What I said, more or less. Pictures to follow in a day or two.

Hi everyone, I’m Vincent from the Gulf Coast Community Design Studio. My job today is to introduce you to Patty Broussard’s house and share just a few observations about the experience and meaning of building it. I’ve been working on this house since I started here in September, alongside Jason Pressgrove, who’s been working on it since the beginning of summer, and who has carried the project forward every step along the way.

This house is remarkable in a number of ways; it’s set apart by its design, and its environmental measures, and its height up in the trees, but more than anything else it’s remarkable because of the number of different people who have put their love and skill into this house. The house began with a group of architecture students from all over the country, brought together by Penn State University and by Design Corps to come down and work with Patty to design something that’s right for her. And so, working with Jason and David and Brandon and Brian from the Coordination Center they put in a summer of intense design and construction work that got the house up off the ground.

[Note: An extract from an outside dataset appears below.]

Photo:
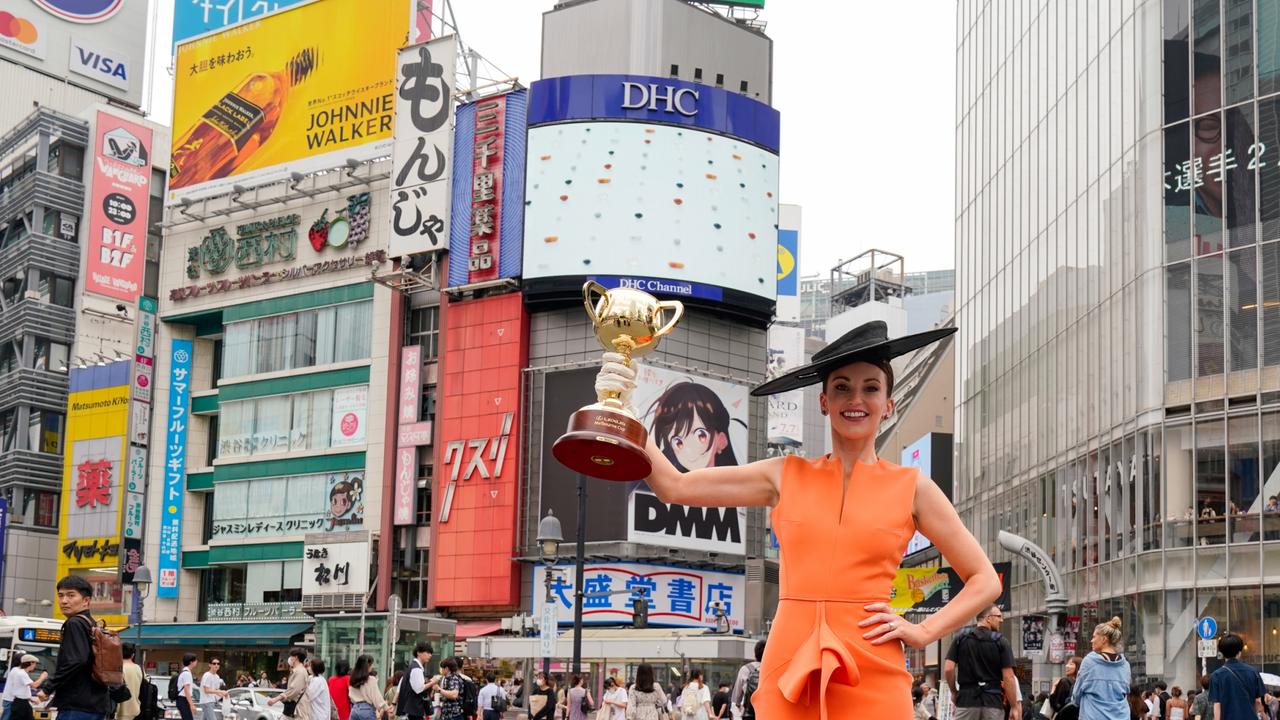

However, the studio ended in August. Since then, the scale of the help we’ve had is such that I can’t name every group that has worked with us, but is has been amazing to me how every time we needed assistance, the right assistance came. When we needed fearless people to go up and hammer nails from scaffolding twenty, twenty-five feet up in the air, we got them, and if they didn’t start out fearless, they overcame that for us. When we needed some creative minds to work out those special window boxes, we got Sergio Palleroni and his architecture studio from the University of Texas. When we needed a volunteer who also happened to be a skilled carpenter, or a crew of the most dedicated painters you’ve ever seen, those people showed up. When we were stuck on how to build the right railing, and how to finish the bathroom, two architects from California, Eric and Fran, showed up in their VW van and stayed over twice as long as they’d intended to help us build the railing, as well as a beautiful broken tile mosaic and much more. When we needed custom cabinets, Jason, and Jackie, one of our repeat volunteers, were on the job. When we needed flooring installed, and ideas for the landscape, once again, Sergio and another group of students came to the rescue. We needed landscapers, and we got this hard working and enthusiastic group from the University of North Carolina at Greensboro.

I list all these people because the most important thing we do here is, we create ownership, and we create investment. And I don’t mean this in the financial or legal sense. Each of these people has put part of themselves into the house. They say, I’m not building any old railing, I’m going to make this my railing. So I hope Patty doesn’t mind sharing the house a little bit with each of our hearts. And it’s inspiring to see it become her house and garden again after a hurricane tried to take them away. I have never seen someone with such a close knowledge of her garden, and her plants, and the landscape as Patty has. Each tree and object has a story, and is a chapter in a larger story, and I think the house has become a part of that story too.

And she’s going to keep telling that story. Patty is very much an advocate for us now. Maybe not an advocate for doing it this way all over again. But I’ll give you an example: about two weeks from now, she’s been kind enough to agree to go speak about her house at a conference at Harvard, Structures for Inclusion, for architects and builders working in communities like this one. And more than that, with a house this unique, she’ll be answering people’s questions forever. The other day she was explaining to Mississippi Power about LEED, that’s Leadership in Energy and Environmental Design, the green accreditation process this house is going through. And that’s what this house is, it’s a teaching tool. It’s taught everyone new ways of doing things, it’s taught us a couple ways of not doing things. But overall, and I’m coming back to what it means to me, it’s been an extremely rewarding process that’s not over yet. We’re so happy that Patty will be able to move in. I’d like to thank everyone who has put their heart into this project and more than anything else I’d like to thank Patty for having the biggest heart of all and putting up with all of us and working with us and loving Biloxi enough to begin bringing this neighborhood back.